As he approached adolescence, Keith continued to aggravate his teachers and amuse his classmates, but he tried to live with his own nonconformity. His friendships were few and short-lived. “You become convinced that there's something about you that sets you off. After a while it just seems natural. My brothers were never my friends. My sisters were nice, but they were girls. I learned not to care about friends.”

He found companionship in the animal world: his dog, Duke, the family horses, tame rabbits, wild birds. He splinted a raven's broken wing with a popsicle stick and arranged the convalescing bird in a bed of soft rags. “After school my big brother Bruce took Blackie to a neighbor's house. They dumped the orange crate and threw their jack-knives at him till he died.”

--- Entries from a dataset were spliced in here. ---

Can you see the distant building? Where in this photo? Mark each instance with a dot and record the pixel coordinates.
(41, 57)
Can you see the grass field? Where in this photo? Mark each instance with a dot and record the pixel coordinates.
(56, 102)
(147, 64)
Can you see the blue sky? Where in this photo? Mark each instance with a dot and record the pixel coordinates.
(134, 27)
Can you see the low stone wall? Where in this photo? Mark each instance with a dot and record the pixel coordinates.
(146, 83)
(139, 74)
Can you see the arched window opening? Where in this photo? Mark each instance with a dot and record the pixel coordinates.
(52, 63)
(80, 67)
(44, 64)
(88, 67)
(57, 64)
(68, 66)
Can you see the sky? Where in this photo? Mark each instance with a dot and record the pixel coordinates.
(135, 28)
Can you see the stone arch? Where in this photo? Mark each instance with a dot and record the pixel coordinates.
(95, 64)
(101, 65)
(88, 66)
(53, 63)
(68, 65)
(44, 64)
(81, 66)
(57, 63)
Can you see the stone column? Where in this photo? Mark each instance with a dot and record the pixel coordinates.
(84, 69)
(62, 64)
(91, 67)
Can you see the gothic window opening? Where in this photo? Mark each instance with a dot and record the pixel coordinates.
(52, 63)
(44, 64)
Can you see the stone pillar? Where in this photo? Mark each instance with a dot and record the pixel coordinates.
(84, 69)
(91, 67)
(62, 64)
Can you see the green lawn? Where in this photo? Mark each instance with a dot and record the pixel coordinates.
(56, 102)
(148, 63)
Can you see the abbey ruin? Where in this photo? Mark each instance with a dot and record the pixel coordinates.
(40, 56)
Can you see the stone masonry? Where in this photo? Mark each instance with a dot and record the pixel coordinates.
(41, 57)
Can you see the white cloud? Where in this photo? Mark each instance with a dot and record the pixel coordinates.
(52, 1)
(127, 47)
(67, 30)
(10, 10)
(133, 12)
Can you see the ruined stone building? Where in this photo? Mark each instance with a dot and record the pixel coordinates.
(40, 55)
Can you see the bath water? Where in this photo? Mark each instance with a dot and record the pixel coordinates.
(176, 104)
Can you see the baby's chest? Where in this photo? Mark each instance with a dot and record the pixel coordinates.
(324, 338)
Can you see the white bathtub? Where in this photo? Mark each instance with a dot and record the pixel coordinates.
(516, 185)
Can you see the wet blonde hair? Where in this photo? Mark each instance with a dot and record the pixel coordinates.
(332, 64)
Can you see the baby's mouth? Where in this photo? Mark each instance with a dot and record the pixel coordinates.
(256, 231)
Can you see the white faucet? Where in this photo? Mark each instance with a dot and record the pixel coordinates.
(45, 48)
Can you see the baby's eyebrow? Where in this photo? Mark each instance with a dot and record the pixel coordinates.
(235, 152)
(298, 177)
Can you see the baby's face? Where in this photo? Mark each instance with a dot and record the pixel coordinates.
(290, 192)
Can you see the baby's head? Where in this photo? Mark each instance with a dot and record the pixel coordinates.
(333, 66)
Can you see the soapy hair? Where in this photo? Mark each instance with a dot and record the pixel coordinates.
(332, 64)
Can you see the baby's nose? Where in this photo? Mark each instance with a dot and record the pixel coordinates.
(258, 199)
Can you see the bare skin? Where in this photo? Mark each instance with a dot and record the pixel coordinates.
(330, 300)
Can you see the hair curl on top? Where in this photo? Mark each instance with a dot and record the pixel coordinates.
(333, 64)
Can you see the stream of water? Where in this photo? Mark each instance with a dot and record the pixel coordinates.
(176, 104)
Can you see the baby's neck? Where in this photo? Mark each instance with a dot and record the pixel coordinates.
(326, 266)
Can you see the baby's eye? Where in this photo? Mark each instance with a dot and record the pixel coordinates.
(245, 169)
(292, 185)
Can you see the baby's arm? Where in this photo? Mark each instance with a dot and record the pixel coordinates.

The enraged Keith stomped into Bruce's second-story room. “I threw all his plastic airplane models out the window, little planes that he'd assembled, with decals, controls that worked, wheels. I said, ‘Fly, suckers, fly!'
Crash crash crash
. My mother finished the job by driving over them when she came home. I got punished for wrecking the models, but Bruce didn't get punished for killing my crow. Dad just said, ‘Get over it, Son. It's just a dumb crow.'”

In Keith's memory his father abided most dumb animals but hated cats. “He would put them in a gunnysack and drown them. He was easier on dogs. He'd shoo away strays and they'd run off whining. Townspeople dumped their unwanted pets at the end of our road. We had a steady supply.”

Sometimes Keith helped his father control invasions of feral cats. “I felt the same as Dad—they were a pain in the ass. They'd get in our garbage, yowl all night and keep everybody awake. We always made sure to kill the kittens. Sharon and Jill didn't approve, but they were girls. Sharon would say, ‘That's not nice, Keith!' My sisters would see bloodstains in the barn and start bawling.”

The boy also helped rid the family property of garter snakes. “Our place was overrun—hundreds of them. Dad taught me how to take a hoe and chop them in half. I enjoyed watching them fight the blade and sometimes I tortured them with gardening tools. It was one more way to have fun.”